July 29, 2015, 1:03 a.m. by Rosalind Team

Figure 1. Six different reading frames give six different ways for the same fragment of DNA to be transcribed and translated, three from each strand. The top three amino acid strings are read from left to right, whereas the bottom three strings are read from right to left. Stop codons are represented by XXX.

There are three different ways to divide a DNA string into codons for translation, one starting at each of the first three starting positions of the string. These different ways of dividing a DNA string into codons are called reading frames.
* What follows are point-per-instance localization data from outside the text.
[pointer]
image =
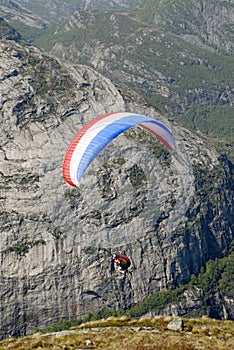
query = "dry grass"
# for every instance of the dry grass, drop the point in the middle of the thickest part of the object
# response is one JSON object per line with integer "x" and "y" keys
{"x": 151, "y": 334}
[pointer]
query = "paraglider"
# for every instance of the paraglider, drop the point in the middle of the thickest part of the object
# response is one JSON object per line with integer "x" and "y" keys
{"x": 92, "y": 138}
{"x": 122, "y": 262}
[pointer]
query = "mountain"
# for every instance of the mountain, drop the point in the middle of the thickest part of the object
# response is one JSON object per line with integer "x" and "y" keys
{"x": 171, "y": 212}
{"x": 178, "y": 55}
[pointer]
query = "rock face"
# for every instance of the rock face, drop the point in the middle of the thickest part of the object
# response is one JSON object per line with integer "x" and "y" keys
{"x": 170, "y": 212}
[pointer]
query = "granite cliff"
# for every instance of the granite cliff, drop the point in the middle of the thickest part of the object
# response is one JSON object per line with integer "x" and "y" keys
{"x": 170, "y": 212}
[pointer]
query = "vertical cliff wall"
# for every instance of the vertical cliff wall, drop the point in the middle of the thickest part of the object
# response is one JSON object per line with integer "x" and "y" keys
{"x": 170, "y": 212}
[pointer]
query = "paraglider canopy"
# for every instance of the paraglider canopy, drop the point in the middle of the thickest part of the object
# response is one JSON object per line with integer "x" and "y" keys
{"x": 98, "y": 133}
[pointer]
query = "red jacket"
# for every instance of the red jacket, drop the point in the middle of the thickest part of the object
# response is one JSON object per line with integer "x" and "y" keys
{"x": 122, "y": 260}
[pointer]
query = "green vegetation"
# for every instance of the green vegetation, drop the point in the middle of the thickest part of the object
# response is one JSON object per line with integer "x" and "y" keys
{"x": 127, "y": 333}
{"x": 216, "y": 275}
{"x": 181, "y": 78}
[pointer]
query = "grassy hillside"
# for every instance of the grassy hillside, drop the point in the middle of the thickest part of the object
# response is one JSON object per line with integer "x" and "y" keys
{"x": 125, "y": 333}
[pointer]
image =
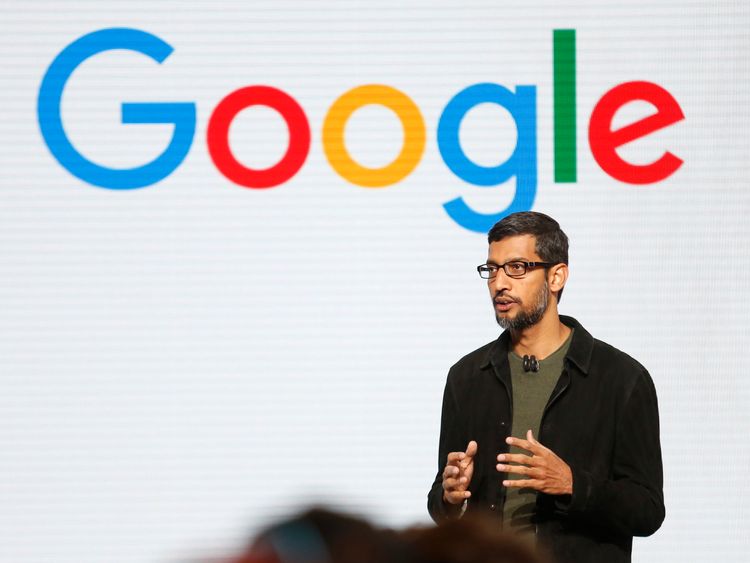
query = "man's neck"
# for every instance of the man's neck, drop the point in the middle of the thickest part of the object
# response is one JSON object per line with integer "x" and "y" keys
{"x": 542, "y": 339}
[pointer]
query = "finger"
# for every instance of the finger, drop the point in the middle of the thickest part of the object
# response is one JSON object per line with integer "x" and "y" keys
{"x": 524, "y": 444}
{"x": 523, "y": 484}
{"x": 530, "y": 437}
{"x": 519, "y": 458}
{"x": 518, "y": 470}
{"x": 450, "y": 471}
{"x": 455, "y": 457}
{"x": 451, "y": 484}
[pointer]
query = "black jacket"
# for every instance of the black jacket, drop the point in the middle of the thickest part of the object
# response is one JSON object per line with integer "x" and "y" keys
{"x": 602, "y": 419}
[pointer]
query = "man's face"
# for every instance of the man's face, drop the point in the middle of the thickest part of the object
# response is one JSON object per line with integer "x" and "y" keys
{"x": 519, "y": 302}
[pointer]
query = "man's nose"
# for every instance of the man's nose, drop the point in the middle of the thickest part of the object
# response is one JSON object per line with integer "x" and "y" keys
{"x": 500, "y": 282}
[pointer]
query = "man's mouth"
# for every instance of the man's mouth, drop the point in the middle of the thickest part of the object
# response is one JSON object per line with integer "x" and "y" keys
{"x": 503, "y": 304}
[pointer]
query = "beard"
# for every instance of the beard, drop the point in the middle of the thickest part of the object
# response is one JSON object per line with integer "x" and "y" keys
{"x": 527, "y": 316}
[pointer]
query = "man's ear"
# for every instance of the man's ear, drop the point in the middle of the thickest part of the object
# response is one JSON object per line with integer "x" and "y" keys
{"x": 557, "y": 276}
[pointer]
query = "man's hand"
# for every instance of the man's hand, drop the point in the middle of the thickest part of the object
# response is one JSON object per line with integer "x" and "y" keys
{"x": 457, "y": 474}
{"x": 545, "y": 471}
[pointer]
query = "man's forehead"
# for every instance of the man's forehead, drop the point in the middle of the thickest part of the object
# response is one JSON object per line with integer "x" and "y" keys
{"x": 509, "y": 248}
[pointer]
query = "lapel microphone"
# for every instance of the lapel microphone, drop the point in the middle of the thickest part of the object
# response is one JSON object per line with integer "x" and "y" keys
{"x": 530, "y": 363}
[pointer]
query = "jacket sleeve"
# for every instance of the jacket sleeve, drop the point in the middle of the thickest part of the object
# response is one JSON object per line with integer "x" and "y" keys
{"x": 450, "y": 441}
{"x": 631, "y": 503}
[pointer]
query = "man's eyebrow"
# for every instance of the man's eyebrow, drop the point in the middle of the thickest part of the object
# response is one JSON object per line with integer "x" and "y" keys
{"x": 516, "y": 259}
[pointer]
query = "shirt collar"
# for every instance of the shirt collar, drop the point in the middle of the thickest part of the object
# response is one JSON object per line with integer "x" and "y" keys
{"x": 579, "y": 352}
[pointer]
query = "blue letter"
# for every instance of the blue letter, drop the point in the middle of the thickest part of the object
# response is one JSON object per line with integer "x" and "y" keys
{"x": 521, "y": 164}
{"x": 50, "y": 121}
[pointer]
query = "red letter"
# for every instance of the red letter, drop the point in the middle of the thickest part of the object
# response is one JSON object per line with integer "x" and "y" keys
{"x": 218, "y": 136}
{"x": 604, "y": 141}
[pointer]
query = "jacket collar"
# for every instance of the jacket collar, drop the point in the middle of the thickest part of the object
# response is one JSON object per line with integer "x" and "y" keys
{"x": 579, "y": 352}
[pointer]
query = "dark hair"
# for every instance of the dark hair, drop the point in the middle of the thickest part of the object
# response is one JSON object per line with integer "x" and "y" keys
{"x": 472, "y": 539}
{"x": 551, "y": 241}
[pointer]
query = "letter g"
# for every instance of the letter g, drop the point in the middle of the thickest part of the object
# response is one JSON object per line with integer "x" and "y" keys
{"x": 50, "y": 121}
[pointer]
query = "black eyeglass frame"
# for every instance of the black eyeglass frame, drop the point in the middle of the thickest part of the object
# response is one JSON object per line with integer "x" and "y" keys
{"x": 526, "y": 266}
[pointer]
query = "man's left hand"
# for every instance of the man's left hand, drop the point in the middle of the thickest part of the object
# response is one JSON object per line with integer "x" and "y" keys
{"x": 544, "y": 470}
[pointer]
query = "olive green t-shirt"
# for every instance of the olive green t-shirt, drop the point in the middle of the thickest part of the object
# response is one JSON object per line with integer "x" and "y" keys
{"x": 531, "y": 392}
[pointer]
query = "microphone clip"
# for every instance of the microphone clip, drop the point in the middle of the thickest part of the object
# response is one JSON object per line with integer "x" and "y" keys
{"x": 530, "y": 363}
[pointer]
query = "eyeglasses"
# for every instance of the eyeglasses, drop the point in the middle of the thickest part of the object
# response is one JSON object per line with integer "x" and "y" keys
{"x": 513, "y": 269}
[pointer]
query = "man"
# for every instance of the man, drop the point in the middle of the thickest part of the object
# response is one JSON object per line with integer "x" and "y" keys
{"x": 553, "y": 431}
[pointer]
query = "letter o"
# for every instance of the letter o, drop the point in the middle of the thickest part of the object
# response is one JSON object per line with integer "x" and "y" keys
{"x": 218, "y": 137}
{"x": 411, "y": 121}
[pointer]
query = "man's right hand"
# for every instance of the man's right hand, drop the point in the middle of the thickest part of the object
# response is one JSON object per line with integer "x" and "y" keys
{"x": 457, "y": 474}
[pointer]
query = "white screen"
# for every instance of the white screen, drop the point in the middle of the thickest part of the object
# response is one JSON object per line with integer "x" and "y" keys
{"x": 184, "y": 361}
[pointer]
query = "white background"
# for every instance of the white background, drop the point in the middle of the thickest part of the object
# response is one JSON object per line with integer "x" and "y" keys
{"x": 182, "y": 363}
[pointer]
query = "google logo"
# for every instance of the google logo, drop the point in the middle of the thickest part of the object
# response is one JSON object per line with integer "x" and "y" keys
{"x": 521, "y": 104}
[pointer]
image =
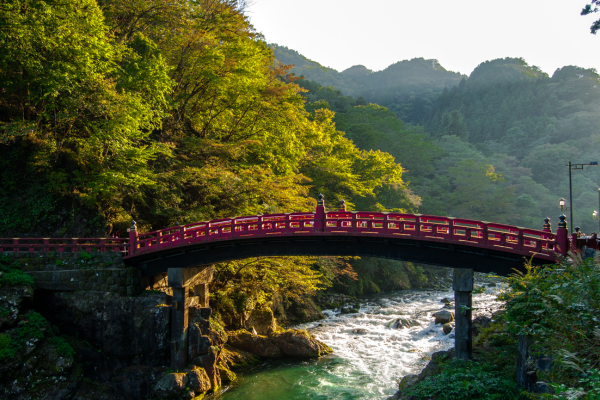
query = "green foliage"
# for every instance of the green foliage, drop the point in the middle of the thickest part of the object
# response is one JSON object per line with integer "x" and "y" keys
{"x": 12, "y": 275}
{"x": 16, "y": 277}
{"x": 241, "y": 286}
{"x": 84, "y": 256}
{"x": 7, "y": 350}
{"x": 466, "y": 380}
{"x": 558, "y": 307}
{"x": 63, "y": 348}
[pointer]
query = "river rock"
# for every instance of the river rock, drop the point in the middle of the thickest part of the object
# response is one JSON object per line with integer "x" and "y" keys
{"x": 261, "y": 346}
{"x": 447, "y": 328}
{"x": 443, "y": 317}
{"x": 198, "y": 380}
{"x": 479, "y": 323}
{"x": 171, "y": 386}
{"x": 291, "y": 343}
{"x": 129, "y": 330}
{"x": 262, "y": 321}
{"x": 403, "y": 323}
{"x": 300, "y": 344}
{"x": 12, "y": 298}
{"x": 133, "y": 382}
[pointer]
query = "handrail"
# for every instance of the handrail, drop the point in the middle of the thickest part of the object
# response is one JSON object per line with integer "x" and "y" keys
{"x": 355, "y": 223}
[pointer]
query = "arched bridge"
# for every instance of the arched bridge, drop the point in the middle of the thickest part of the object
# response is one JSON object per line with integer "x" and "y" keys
{"x": 179, "y": 256}
{"x": 444, "y": 241}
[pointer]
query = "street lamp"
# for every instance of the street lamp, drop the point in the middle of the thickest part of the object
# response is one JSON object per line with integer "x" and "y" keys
{"x": 562, "y": 203}
{"x": 571, "y": 168}
{"x": 596, "y": 213}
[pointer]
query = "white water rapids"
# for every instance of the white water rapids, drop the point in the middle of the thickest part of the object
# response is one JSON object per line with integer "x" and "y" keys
{"x": 369, "y": 356}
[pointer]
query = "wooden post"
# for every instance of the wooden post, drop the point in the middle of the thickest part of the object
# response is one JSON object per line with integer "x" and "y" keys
{"x": 201, "y": 290}
{"x": 547, "y": 227}
{"x": 562, "y": 236}
{"x": 462, "y": 284}
{"x": 320, "y": 214}
{"x": 179, "y": 328}
{"x": 132, "y": 238}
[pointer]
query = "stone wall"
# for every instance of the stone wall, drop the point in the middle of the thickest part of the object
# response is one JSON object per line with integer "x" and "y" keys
{"x": 95, "y": 271}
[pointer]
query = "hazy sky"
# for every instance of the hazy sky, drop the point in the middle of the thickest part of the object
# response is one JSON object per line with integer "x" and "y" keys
{"x": 459, "y": 33}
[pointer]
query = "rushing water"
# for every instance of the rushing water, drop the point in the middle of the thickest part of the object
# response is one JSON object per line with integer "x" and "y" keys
{"x": 368, "y": 354}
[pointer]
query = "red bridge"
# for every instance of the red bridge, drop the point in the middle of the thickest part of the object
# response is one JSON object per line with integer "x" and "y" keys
{"x": 182, "y": 254}
{"x": 445, "y": 241}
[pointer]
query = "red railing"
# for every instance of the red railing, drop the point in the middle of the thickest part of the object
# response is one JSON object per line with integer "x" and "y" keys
{"x": 502, "y": 237}
{"x": 62, "y": 245}
{"x": 357, "y": 223}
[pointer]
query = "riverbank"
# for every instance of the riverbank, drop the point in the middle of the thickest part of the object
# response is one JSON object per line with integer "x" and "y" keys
{"x": 371, "y": 351}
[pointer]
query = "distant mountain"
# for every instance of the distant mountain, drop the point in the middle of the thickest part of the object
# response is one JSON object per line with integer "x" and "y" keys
{"x": 408, "y": 88}
{"x": 314, "y": 71}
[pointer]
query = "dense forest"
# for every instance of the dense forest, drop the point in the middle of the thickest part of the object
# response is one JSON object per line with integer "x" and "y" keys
{"x": 174, "y": 111}
{"x": 494, "y": 146}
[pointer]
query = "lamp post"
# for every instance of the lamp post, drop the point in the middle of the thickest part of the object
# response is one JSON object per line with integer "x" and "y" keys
{"x": 571, "y": 168}
{"x": 562, "y": 203}
{"x": 596, "y": 214}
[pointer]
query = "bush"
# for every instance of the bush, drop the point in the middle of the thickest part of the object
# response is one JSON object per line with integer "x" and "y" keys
{"x": 7, "y": 349}
{"x": 16, "y": 277}
{"x": 63, "y": 348}
{"x": 466, "y": 380}
{"x": 558, "y": 307}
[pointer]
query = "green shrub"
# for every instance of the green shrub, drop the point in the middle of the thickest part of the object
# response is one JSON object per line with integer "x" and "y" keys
{"x": 7, "y": 349}
{"x": 63, "y": 348}
{"x": 466, "y": 380}
{"x": 16, "y": 277}
{"x": 558, "y": 307}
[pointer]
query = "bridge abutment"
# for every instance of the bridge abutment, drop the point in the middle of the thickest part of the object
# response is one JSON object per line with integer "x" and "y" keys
{"x": 180, "y": 280}
{"x": 462, "y": 283}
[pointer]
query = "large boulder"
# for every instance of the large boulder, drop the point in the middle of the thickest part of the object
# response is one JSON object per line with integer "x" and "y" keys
{"x": 300, "y": 343}
{"x": 209, "y": 362}
{"x": 262, "y": 321}
{"x": 171, "y": 386}
{"x": 129, "y": 330}
{"x": 12, "y": 298}
{"x": 291, "y": 343}
{"x": 443, "y": 317}
{"x": 261, "y": 346}
{"x": 198, "y": 380}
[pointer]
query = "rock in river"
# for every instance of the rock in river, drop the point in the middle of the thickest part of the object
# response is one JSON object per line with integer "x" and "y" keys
{"x": 443, "y": 317}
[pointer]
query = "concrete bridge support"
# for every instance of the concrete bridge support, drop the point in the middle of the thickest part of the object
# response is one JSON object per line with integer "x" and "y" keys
{"x": 463, "y": 303}
{"x": 180, "y": 280}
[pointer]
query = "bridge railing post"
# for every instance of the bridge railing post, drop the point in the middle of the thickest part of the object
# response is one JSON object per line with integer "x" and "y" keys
{"x": 132, "y": 238}
{"x": 462, "y": 283}
{"x": 320, "y": 214}
{"x": 561, "y": 243}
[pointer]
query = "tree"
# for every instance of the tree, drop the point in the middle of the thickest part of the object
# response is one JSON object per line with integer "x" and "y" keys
{"x": 590, "y": 9}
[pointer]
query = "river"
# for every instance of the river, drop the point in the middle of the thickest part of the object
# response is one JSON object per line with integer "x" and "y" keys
{"x": 368, "y": 356}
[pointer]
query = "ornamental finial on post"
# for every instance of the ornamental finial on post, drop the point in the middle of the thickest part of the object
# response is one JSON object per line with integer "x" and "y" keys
{"x": 320, "y": 213}
{"x": 547, "y": 226}
{"x": 562, "y": 223}
{"x": 562, "y": 237}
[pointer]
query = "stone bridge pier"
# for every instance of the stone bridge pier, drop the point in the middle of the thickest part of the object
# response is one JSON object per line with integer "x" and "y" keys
{"x": 190, "y": 289}
{"x": 462, "y": 283}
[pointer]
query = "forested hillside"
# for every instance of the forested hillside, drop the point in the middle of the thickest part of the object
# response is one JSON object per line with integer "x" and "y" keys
{"x": 493, "y": 147}
{"x": 161, "y": 112}
{"x": 408, "y": 88}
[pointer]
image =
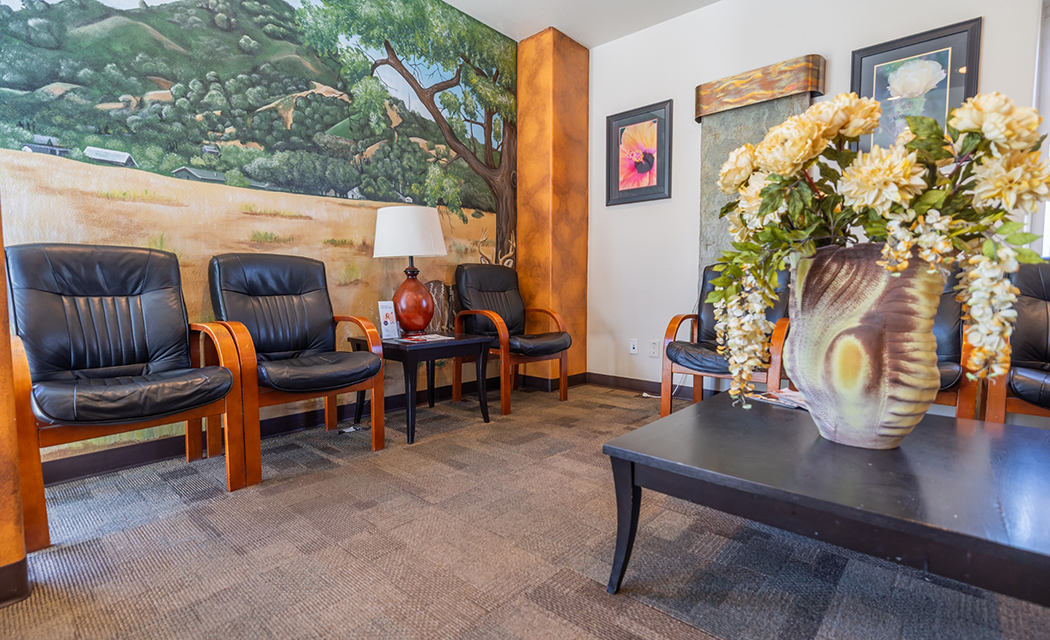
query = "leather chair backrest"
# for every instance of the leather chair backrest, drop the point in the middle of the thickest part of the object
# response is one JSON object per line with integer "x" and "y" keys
{"x": 492, "y": 288}
{"x": 1030, "y": 341}
{"x": 281, "y": 300}
{"x": 948, "y": 322}
{"x": 706, "y": 312}
{"x": 87, "y": 312}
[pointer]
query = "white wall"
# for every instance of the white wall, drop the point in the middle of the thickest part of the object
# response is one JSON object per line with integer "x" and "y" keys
{"x": 644, "y": 263}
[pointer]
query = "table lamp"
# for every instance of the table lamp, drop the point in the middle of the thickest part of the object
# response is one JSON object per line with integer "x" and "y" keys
{"x": 411, "y": 232}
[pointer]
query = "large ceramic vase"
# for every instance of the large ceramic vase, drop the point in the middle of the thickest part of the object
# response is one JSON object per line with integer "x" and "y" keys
{"x": 861, "y": 346}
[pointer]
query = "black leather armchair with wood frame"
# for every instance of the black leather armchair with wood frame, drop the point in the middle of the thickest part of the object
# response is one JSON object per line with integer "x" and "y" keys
{"x": 492, "y": 305}
{"x": 278, "y": 311}
{"x": 699, "y": 358}
{"x": 1026, "y": 387}
{"x": 103, "y": 346}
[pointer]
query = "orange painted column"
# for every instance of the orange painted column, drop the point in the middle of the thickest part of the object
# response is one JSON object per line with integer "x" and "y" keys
{"x": 552, "y": 113}
{"x": 14, "y": 575}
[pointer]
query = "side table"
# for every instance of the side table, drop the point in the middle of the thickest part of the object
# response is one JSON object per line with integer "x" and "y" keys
{"x": 411, "y": 354}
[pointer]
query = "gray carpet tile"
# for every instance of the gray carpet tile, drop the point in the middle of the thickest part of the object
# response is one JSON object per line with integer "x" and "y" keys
{"x": 500, "y": 530}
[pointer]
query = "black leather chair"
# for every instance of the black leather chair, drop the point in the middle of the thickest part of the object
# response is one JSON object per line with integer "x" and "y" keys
{"x": 1026, "y": 388}
{"x": 956, "y": 389}
{"x": 103, "y": 346}
{"x": 699, "y": 358}
{"x": 492, "y": 305}
{"x": 278, "y": 311}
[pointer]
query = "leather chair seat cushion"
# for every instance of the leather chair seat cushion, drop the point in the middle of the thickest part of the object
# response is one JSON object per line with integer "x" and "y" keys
{"x": 1031, "y": 385}
{"x": 129, "y": 399}
{"x": 697, "y": 356}
{"x": 319, "y": 372}
{"x": 539, "y": 344}
{"x": 951, "y": 372}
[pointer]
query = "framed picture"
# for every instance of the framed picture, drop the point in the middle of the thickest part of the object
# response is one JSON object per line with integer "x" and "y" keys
{"x": 387, "y": 320}
{"x": 638, "y": 154}
{"x": 929, "y": 73}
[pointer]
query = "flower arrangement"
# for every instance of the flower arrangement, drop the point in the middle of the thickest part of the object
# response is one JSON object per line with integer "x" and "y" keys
{"x": 943, "y": 195}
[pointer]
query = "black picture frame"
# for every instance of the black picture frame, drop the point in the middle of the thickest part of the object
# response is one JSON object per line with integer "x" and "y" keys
{"x": 960, "y": 44}
{"x": 615, "y": 126}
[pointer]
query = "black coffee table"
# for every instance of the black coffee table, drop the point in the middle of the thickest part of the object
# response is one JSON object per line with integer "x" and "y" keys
{"x": 962, "y": 498}
{"x": 411, "y": 354}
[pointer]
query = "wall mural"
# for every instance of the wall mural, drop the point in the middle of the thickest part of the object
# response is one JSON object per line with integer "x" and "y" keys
{"x": 211, "y": 126}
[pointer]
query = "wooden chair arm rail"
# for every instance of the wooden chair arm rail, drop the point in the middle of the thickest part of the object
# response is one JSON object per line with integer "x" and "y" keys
{"x": 371, "y": 335}
{"x": 675, "y": 324}
{"x": 552, "y": 314}
{"x": 501, "y": 326}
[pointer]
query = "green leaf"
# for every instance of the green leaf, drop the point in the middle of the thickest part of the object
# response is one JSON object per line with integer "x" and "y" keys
{"x": 1028, "y": 256}
{"x": 925, "y": 127}
{"x": 1009, "y": 228}
{"x": 928, "y": 200}
{"x": 1021, "y": 238}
Since DNA is double-stranded, a genome has six reading frames (three on each strand), as shown in Figure 1.

We say that a DNA string Pattern encodes an amino acid string Peptide if the RNA string transcribed from either Pattern or its reverse complement Pattern translates into Peptide.

Peptide Encoding Problem

Find substrings of a genome encoding a given amino acid sequence.

Given: A DNA string Text and an amino acid string Peptide.

Return: All substrings of Text encoding Peptide (if any such substrings exist).

Sample Dataset

ATGGCCATGGCCCCCAGAACTGAGATCAATAGTACCCGTATTAACGGGTGA
MA

Sample Output

ATGGCC
GGCCAT
ATGGCC

Extra Dataset

Note

The stop codon should not be translated, as shown in the sample dataset.